Research Outcomes

Selected research results obtained using this dataset, demonstrating the current state of the art in non-invasive EEG/EMG-based speech decoding.

Result 01:

Brain-Gmail Interface

Dataset used

5-Word Isolated Speech EEG-EMG Dataset (Dataset 1)

Using 5 color words decoded in real-time from 128-channel ultra high density EEG, we demonstrated end-to-end BCI-controlled Gmail navigation: participants selected emails to open, chose ChatGPT-generated reply candidates, and confirmed sending — using only EEG signals from spoken color words.

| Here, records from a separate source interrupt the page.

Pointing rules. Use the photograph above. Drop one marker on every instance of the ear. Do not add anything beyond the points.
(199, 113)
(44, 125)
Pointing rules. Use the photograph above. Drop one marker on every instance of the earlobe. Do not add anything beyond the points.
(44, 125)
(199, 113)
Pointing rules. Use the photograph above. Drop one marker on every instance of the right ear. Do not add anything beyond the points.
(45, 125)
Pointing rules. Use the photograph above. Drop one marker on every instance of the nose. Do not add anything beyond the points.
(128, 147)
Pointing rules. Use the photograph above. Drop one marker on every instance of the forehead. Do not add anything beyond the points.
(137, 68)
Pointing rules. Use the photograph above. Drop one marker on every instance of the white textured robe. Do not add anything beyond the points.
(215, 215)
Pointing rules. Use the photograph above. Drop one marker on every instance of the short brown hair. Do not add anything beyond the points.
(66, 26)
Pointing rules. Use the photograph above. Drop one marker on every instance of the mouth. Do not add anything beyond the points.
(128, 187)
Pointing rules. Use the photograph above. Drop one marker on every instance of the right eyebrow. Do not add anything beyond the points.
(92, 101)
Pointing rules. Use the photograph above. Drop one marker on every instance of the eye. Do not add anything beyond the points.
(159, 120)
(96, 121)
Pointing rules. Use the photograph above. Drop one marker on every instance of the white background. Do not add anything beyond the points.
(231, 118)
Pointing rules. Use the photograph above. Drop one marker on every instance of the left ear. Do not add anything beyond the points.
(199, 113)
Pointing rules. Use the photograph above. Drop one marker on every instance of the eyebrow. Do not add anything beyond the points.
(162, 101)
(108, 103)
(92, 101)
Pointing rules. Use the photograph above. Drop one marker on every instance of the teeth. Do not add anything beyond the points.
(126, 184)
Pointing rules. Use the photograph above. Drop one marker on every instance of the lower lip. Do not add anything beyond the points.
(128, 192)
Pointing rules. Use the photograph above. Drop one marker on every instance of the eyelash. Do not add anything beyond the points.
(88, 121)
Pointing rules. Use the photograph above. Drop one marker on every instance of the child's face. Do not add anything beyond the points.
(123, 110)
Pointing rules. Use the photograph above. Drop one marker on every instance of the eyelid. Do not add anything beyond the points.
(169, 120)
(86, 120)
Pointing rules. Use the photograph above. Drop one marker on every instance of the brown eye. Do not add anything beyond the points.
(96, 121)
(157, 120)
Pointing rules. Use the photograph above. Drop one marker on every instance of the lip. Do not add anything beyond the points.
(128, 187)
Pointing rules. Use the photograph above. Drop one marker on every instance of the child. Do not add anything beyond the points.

Three speech conditions were tested at different audio levels:

Speech condition Audio level Avg. decoding accuracy
Overt ~60 dB 0.407
Minimally overt ~40 dB 0.521
Covert (silent) background noise only 0.212

Online decoding accuracy (5-class, chance = 20%): avg. 52.1% for minimally overt speech, successfully completing the full email workflow.

Result 02:

Scaling Law in EEG-based Speech Decoding

Dataset used

All datasets combined (heterogeneous electrode configurations)

A central finding across our work is that EEG/EMG-based speech decoding accuracy improves monotonically with training data volume — a scaling law analogous to those observed in large language models.

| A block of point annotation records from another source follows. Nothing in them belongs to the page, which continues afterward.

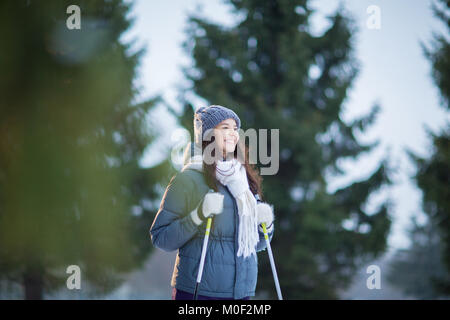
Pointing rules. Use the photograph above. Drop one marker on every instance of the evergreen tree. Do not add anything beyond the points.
(275, 74)
(418, 269)
(71, 135)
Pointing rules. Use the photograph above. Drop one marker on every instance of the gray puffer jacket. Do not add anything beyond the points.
(225, 275)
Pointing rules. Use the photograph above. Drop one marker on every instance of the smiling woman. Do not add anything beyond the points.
(227, 137)
(224, 192)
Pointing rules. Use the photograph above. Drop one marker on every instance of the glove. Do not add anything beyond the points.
(264, 214)
(211, 204)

This scaling law has two major practical implications, each validated experimentally:

Cross-device generalizability. The scaling relationship is robust to hardware heterogeneity. Models trained on pooled data from g.Pangolin (128 ch), g.Scarabeo (64 ch), and eego™sports (63 ch) consistently outperform single-device models, indicating that data volume matters more than device uniformity. This finding directly motivates the JapanEEG dataset's multi-configuration design philosophy.

Population-scale pretraining benefits individual users. Using compact around-ear EEG (cEEGrid electrodes) with an OpenBCI Cyton + Daisy Board, we decoded spoken words from a 64-word vocabulary across three speech conditions (silent, vocalized, and attempted speech). Training on data from 24 healthy participants instead of a single patient produced a ~40 percentage-point improvement in decoding accuracy (~0.05 → ~0.45), demonstrating that large-scale population data substantially improves individual decoding performance — including for patients with speech impairments.

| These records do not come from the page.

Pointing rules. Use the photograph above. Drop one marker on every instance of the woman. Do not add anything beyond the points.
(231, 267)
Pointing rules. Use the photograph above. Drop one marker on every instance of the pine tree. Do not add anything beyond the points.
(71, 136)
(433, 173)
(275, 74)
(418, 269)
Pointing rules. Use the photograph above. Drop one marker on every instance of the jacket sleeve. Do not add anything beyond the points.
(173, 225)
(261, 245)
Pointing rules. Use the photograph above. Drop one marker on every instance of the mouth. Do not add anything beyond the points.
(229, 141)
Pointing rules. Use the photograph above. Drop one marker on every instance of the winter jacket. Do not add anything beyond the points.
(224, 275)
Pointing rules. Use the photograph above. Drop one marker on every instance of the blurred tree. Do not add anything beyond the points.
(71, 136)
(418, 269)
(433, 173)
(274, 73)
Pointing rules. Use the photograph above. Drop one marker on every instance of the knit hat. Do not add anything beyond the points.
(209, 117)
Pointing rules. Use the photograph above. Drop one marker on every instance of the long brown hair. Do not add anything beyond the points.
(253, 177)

Together, these results establish a clear and predictable relationship between data accumulation and BCI performance: more data yields better decoding, regardless of the recording setup.

Result 03:

Electrode-Configuration-Agnostic Speech Decoding Model

Dataset used

All datasets combined (heterogeneous electrode configurations)

A newly proposed EEG-based speech decoding model that is agnostic to electrode configurations. Unlike conventional approaches requiring fixed electrode placement, this model adapts to arbitrary montages via a spatial positional encoder trained on 3D electrode coordinates.

The architecture (conformer × 11 layers) takes EEG/EMG tokens as input and outputs: audio latent representation, mora probability sequence, and word probabilities. Four spatial integration variants were evaluated:

  • (a) Global average pooling — baseline
  • (b) Electrode-specific — per-electrode weighting
  • (c) Subject-specific — per-subject weighting
  • (d) On-the-fly kernel — transformer-based spatial encoding from 3D coordinates (best generalization)

This enables seamless integration of recordings from different labs and devices into a single training corpus, directly supporting the JapanEEG dataset's multiconfiguration design.